Question

Choose the correct relation regarding greatest integer function.

• A. $\left[x\right]-[-x]=2x,x\in Z$
• B. $x-1<\left[x\right]\le x$
• C. $[-[x\left]\right]=-\left[x\right]$
• D. $\left[x\right]\le x<\left[x\right]+1$

Answer 1

Answer: (A), (B), (C), (D)

$\left[x\right]\le x<\left[x\right]+1$

We have studied about some of these properties, which are as follows
$a\left)\right[x]-[-x]=2x,x\in Z$
$b)x-1<[x]\le x$
$c\left)\right[x]\le x<[x]+1$

We have not studied about this property $[-[x\left]\right]=-\left[x\right],$ so let's verify this property.
We will check this through $3$ cases.

Case $1:$ Positive real number $2.5$
$[-[x\left]\right]=-\left[x\right]$
$\Rightarrow [-[2.5\left]\right]=-\left[2.5\right]$
$\Rightarrow [-2]=-2$
$\Rightarrow -2=-2$
We found that both sides are equal, so this is true in case of positive real numbers.

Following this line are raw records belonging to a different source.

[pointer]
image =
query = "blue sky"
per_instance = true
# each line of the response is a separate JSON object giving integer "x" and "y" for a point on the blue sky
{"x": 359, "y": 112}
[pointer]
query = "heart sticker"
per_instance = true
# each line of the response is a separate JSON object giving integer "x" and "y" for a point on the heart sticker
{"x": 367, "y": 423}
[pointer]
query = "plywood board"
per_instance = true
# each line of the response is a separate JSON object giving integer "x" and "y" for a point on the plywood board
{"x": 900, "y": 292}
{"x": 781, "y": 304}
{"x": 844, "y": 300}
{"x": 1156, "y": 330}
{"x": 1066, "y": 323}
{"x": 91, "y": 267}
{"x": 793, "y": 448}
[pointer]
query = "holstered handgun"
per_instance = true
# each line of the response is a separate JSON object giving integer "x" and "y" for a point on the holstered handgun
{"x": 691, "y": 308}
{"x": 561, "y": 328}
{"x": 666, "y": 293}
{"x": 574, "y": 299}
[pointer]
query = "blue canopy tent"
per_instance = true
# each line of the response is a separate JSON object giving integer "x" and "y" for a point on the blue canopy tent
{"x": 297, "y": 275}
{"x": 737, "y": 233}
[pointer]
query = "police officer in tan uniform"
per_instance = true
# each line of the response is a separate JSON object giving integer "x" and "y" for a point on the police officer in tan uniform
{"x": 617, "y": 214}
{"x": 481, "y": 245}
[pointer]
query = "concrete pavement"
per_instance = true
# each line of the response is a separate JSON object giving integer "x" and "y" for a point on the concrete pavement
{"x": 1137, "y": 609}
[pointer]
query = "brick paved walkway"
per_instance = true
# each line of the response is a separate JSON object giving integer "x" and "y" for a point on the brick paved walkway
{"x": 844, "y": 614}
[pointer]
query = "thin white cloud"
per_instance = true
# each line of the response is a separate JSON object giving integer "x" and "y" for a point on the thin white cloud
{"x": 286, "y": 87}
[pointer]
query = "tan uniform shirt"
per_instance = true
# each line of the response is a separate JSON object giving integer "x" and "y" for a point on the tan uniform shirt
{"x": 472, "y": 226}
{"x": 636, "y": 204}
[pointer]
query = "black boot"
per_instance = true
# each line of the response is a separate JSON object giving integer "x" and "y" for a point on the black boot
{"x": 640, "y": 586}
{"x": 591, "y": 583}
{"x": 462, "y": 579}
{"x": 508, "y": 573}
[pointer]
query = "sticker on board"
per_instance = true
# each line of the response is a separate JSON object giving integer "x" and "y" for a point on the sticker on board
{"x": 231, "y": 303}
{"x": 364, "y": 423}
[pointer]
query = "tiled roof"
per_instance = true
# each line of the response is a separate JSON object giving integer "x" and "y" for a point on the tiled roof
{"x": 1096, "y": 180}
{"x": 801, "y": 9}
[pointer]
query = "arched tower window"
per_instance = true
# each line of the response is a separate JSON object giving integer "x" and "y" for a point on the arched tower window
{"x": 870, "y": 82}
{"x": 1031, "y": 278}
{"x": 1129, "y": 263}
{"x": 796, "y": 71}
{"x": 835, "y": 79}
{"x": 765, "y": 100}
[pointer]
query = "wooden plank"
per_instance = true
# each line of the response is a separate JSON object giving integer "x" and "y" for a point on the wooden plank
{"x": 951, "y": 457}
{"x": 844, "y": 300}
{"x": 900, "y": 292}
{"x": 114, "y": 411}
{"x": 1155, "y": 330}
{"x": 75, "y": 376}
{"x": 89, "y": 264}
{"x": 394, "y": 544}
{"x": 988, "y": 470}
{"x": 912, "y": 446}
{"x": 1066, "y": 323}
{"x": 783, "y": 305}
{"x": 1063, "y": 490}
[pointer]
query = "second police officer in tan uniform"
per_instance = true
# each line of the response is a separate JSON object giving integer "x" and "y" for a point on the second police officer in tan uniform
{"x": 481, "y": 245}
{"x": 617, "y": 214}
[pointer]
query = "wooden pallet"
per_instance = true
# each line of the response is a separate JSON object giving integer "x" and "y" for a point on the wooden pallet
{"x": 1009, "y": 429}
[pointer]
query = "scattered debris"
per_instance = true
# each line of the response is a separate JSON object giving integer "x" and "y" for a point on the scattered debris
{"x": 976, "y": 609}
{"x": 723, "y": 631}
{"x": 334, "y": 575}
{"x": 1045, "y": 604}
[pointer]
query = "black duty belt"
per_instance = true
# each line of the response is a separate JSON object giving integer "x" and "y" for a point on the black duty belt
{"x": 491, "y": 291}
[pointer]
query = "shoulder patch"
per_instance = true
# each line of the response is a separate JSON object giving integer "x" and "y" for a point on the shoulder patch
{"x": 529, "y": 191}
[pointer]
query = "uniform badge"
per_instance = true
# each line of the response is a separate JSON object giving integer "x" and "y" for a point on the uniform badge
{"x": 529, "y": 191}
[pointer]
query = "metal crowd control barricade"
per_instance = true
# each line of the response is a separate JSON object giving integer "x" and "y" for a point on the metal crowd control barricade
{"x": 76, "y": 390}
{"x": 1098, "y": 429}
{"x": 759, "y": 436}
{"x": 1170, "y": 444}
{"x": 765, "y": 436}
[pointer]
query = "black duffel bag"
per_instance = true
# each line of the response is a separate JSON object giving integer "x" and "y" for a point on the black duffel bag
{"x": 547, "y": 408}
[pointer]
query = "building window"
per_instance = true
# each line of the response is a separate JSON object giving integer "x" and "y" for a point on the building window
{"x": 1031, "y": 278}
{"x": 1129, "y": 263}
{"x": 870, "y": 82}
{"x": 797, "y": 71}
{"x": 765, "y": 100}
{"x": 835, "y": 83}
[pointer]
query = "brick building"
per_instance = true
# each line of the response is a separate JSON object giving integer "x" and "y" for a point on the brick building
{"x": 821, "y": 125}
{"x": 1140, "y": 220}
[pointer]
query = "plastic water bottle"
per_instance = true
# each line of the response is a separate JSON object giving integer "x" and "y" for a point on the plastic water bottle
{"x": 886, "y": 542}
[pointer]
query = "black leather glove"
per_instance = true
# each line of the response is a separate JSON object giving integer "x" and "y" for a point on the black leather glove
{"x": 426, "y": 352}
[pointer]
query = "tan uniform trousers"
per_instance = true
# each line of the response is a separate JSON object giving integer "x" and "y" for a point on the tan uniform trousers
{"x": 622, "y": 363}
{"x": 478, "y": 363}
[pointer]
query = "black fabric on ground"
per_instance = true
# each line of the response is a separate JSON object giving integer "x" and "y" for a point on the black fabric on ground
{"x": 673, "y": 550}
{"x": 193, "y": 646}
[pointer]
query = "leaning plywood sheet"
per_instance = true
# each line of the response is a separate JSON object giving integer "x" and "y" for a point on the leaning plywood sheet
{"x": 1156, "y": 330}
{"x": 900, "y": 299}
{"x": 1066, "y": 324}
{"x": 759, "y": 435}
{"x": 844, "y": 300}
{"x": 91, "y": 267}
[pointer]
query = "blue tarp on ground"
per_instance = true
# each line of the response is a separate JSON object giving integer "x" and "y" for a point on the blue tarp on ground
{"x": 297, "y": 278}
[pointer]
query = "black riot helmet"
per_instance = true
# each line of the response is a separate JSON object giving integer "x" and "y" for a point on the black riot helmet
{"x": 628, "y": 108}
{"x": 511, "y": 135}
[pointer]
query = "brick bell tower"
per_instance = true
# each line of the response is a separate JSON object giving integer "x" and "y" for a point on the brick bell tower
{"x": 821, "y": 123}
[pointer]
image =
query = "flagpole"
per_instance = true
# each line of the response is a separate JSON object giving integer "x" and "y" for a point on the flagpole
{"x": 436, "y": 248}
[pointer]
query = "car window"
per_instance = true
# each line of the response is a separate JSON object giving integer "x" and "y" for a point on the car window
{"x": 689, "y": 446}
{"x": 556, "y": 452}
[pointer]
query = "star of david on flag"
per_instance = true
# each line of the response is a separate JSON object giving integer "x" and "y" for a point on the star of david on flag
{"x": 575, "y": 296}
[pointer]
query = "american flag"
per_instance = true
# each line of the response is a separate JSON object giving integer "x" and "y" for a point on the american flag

Case $2:$ Negative real number $-2.5$
$[-[x\left]\right]=-\left[x\right]$
$\Rightarrow [-[-2.5\left]\right]=-[-2.5]$
$\Rightarrow [-(-3\left)\right]=-(-3)$
$\Rightarrow 3=3$
We found that both sides are equal, so this is true in case of negative real numbers.

Case $3:$ Integer $3$
$[-[x\left]\right]=-\left[x\right]$
$\Rightarrow [-[3\left]\right]=-\left[3\right]$
$\Rightarrow [-3]=-\left(3\right)$
$\Rightarrow -3=-3$
We found that both sides are equal, so this is true in case of Integers also.

Thus this property is also true for every real number.